The Grand Vitara isn't ideal for extended road trips, as the ride isn't terribly refined and the firm seats can start to take their toll on your backside after a few hours in the saddle. When taken in smaller doses, however, the GV is perfectly capable and even comfortable. Most buyers are likely to use this Suzuki for commuting and shuttling kids, and in these conditions it comes across as a credible alternative to mainstream compact SUVs from Honda and Toyota.
Wind noise is nicely suppressed but a little road noise creeps in at speed, not uncommon with compact SUVs. Engine noise is especially pronounced at full throttle ? there's a level of refinement and civility that's missing here. By comparison, the Honda CR-V's inline four-cylinder engine exudes precision, as if it's been engineered to closer tolerances.
On our Luxury version, leather seating is standard and the front seats are also heated. The Luxury trim level also nets you a keyless entry and start feature, plus a stereo system with two extra speakers and a six-CD changer. The GV's rear seats offer adequate legroom for an average-size adult.
One thing the 2009 Suzuki Grand Vitara does well is capitalize on the high seating position typical of most compact SUVs. Outward visibility is excellent, and the driving position provides a commanding view of the road ? height-adjustable seats help here and are an unexpected feature at the Suzuki's price point.
The various controls for the radio, headlights and wipers have a nice tactile feel that reinforces the Suzuki's modern look. We're not crazy about the thin, red readout for the radio that is functional if not attractive ? it stands out as cheap in a cabin that otherwise looks classier than the GV's sub-$20,000 starting price would suggest. Bright gauges and a multifunction steering wheel add substance to the nicely trimmed interior, but both Bluetooth and an iPod connection are missing from the options list. An auxiliary jack should be standard at a minimum. Both can be installed by the dealer at an extra cost.

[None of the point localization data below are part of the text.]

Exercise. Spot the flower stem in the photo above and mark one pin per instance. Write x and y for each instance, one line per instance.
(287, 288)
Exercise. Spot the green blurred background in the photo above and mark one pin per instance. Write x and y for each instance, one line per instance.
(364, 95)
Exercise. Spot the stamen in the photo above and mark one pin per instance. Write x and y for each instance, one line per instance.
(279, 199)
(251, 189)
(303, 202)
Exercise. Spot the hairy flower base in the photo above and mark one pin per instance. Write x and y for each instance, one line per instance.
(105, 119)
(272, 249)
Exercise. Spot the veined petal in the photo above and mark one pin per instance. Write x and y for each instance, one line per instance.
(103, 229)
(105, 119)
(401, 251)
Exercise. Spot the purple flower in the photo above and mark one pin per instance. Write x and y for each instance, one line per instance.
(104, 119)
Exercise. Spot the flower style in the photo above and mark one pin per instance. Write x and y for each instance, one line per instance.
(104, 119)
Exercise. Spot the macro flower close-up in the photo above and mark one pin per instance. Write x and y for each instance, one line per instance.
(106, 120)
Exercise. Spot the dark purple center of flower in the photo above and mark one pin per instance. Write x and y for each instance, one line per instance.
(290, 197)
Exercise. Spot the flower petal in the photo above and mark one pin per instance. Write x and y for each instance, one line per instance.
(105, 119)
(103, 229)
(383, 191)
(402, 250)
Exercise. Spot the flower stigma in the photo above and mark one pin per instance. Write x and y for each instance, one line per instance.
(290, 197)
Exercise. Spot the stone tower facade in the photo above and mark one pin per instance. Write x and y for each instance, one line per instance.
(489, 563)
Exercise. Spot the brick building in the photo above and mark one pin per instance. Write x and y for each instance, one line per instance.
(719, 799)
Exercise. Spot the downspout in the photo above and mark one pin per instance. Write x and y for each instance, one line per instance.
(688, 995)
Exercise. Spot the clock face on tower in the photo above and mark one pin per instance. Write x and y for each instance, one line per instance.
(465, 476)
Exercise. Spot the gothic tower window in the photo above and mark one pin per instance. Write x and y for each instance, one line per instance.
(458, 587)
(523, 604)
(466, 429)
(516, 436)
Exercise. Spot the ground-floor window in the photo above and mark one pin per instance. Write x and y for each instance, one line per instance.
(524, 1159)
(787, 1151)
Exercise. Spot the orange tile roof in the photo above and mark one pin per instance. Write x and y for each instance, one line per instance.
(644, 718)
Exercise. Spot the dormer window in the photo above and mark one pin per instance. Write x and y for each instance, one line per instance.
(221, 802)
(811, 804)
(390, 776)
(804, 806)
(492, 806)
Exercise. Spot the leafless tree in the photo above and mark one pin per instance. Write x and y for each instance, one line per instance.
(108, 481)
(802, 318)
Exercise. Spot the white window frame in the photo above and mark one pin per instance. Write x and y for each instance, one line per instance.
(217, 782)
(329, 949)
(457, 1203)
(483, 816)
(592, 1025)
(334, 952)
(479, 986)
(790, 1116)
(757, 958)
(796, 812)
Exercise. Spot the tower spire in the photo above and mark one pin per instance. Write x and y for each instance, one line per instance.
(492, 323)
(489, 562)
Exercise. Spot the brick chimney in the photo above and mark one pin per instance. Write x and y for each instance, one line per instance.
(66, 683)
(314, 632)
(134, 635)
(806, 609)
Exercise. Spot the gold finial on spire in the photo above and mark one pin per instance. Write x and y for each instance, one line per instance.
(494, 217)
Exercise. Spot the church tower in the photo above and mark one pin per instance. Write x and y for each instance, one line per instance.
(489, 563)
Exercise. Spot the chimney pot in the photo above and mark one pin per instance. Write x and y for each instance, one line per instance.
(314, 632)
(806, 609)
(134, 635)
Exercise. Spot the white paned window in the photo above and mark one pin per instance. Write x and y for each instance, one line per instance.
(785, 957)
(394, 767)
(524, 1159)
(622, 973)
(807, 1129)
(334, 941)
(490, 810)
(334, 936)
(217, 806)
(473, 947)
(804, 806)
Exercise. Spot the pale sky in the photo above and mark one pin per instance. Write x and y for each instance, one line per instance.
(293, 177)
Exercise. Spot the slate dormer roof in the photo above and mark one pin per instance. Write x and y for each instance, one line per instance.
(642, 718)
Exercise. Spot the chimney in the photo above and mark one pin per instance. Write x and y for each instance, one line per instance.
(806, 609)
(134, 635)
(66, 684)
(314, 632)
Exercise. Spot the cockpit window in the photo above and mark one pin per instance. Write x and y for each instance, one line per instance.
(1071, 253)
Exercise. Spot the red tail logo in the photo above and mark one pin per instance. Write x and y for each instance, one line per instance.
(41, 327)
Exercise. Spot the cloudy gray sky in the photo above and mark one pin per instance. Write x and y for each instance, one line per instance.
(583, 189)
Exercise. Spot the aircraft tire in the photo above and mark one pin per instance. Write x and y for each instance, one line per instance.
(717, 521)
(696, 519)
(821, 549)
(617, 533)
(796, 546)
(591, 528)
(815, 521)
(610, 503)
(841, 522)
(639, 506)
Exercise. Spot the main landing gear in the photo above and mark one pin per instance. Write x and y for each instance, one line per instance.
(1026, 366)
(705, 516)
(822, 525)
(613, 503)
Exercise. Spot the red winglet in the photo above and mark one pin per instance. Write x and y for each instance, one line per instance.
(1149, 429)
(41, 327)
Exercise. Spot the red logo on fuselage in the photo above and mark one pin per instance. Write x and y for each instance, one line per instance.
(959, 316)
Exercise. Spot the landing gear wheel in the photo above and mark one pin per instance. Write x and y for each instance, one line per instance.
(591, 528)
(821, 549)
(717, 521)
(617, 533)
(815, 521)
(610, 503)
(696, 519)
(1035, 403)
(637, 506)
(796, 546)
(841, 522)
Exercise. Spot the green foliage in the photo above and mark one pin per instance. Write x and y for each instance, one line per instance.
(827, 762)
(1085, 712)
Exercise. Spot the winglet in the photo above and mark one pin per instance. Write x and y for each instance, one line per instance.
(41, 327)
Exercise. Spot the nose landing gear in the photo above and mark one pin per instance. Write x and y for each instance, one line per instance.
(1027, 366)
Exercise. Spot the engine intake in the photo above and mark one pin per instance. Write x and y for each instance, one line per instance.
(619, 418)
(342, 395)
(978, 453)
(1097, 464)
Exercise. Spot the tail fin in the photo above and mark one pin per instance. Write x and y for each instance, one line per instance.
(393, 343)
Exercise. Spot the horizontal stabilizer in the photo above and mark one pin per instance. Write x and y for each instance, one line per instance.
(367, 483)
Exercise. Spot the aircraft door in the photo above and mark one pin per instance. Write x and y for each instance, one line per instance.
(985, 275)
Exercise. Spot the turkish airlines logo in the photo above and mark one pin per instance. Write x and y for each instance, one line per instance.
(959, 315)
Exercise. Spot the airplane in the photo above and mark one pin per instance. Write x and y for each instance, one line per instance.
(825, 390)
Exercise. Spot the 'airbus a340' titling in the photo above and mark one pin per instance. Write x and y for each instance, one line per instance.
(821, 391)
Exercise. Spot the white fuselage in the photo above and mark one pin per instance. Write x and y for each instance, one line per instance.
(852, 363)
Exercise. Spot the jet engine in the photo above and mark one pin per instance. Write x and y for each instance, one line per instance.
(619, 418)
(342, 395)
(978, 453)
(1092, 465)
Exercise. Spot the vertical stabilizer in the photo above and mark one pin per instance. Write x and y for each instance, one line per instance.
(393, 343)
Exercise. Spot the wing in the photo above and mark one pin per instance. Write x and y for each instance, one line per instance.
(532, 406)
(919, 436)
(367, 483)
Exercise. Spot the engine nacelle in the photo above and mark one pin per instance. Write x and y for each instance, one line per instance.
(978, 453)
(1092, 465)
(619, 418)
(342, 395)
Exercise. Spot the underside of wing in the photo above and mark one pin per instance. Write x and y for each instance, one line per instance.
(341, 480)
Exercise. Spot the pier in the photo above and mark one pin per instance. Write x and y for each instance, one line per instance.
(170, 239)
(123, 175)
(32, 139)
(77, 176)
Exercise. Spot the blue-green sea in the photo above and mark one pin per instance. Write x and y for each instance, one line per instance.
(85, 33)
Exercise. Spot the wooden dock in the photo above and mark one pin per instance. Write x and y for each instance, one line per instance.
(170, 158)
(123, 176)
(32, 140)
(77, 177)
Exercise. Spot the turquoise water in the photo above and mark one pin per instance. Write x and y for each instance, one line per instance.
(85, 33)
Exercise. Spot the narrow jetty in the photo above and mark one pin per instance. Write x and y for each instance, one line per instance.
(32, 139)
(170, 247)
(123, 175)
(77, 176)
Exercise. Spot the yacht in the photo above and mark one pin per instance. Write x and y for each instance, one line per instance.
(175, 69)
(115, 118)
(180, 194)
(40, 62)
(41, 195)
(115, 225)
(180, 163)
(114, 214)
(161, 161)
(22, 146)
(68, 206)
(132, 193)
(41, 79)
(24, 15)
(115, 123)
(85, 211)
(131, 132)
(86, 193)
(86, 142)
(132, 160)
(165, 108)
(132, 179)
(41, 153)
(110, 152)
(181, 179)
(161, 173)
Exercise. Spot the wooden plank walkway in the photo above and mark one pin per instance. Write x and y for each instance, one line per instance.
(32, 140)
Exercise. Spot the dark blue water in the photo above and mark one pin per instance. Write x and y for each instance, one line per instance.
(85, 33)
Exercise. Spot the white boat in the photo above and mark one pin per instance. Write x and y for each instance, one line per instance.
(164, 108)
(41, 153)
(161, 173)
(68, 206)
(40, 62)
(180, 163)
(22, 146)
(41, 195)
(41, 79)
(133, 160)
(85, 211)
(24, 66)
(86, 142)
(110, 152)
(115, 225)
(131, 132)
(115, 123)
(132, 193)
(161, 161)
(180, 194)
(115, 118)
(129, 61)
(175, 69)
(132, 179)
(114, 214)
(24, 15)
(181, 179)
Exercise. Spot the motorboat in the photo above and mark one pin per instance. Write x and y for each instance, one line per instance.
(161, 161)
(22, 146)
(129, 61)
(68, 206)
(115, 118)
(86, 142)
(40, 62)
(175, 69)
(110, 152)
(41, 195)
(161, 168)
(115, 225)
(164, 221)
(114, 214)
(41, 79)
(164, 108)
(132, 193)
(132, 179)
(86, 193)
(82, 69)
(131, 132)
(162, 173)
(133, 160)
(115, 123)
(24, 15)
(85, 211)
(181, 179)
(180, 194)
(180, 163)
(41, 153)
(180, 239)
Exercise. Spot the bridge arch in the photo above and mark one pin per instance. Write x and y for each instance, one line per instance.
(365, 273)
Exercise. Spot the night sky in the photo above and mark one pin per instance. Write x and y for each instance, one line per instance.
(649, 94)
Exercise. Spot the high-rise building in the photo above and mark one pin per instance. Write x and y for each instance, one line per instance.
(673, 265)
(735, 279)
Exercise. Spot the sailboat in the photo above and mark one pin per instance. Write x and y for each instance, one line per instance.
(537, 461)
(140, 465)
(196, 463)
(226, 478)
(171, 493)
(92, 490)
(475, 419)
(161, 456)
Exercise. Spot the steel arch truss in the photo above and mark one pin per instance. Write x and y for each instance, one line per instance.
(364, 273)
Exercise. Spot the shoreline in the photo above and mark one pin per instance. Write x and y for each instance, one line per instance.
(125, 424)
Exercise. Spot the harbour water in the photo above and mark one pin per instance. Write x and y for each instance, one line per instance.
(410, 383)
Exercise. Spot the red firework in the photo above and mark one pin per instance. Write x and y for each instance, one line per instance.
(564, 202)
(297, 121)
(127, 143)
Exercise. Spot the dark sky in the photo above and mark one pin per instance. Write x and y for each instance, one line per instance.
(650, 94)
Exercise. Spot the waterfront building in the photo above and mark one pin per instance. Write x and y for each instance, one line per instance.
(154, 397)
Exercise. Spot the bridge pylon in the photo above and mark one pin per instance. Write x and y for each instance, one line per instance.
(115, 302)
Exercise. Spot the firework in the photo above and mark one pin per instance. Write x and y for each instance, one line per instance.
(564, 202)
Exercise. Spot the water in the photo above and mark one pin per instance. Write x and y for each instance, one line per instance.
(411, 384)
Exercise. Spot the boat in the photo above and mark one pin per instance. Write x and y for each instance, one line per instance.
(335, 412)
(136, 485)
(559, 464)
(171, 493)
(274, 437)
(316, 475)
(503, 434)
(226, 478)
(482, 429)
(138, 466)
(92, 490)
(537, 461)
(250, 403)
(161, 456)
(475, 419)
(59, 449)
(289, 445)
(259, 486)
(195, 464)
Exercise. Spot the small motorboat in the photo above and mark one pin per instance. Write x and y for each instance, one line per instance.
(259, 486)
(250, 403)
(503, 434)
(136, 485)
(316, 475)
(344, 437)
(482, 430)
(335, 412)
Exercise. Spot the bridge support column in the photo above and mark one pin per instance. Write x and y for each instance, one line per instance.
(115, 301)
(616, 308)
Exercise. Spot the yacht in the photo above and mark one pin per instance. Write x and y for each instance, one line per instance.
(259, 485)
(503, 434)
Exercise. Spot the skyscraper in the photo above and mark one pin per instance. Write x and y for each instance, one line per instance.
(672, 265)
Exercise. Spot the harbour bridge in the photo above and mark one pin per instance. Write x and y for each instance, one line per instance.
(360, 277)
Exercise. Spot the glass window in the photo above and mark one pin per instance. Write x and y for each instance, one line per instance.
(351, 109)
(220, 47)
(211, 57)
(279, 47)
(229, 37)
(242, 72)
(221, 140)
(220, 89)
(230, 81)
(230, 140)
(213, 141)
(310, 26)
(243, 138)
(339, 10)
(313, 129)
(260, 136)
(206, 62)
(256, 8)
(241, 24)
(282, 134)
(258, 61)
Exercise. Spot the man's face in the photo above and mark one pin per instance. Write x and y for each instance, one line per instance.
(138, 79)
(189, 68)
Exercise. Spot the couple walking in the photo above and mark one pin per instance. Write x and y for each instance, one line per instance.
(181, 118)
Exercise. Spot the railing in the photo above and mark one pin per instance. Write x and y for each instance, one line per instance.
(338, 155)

On the utility front, the Grand Vitara offers a low load floor and a class-competitive maximum cargo capacity of 67 cubic feet. The only problem is the GV's rear door opens toward the curb (like the RAV4), making street-side loading and unloading a hassle. Up front, the cupholders are useful but certainly not oversized ? if you frequently lug a large Gatorade bottle to the practice field, you'll have to hold it in your lap. A small storage box is provided, too ? again, it's useful but could be a little bigger, as it fills up quickly with just the basics. Decent legroom in the rear seat translates into enough space for a forward-facing child seat, but a rear-facing seat is a tighter fit.
Design/Fit and Finish
The 2009 Suzuki Grand Vitara's interior remained squeak- and rattle-free with no gross panel gaps or ragged edges, though we noticed some rattling coming from under the hood and the undercarriage on rough pavement and mild dirt roads.
There's little inside the GV that would win any design awards, but there is a simplicity that is both pleasing to look at and functional. Lighted red display screens on the center console convey information well but the look is low-budget ? especially given the bright, clear and sharp-looking gauges that reside just behind the steering wheel. Overall, the Suzuki has a high-quality look and feel thanks to the combination of matte finish black panels and silver trim.
Who should consider this vehicle
In rear-wheel-drive trim, compact SUV shoppers who value a low price ? or anyone who just can't bring themselves to buy a Honda or Toyota for fear of getting lost in the crowd.
The manufacturer provided Edmunds this vehicle for the purposes of evaluation.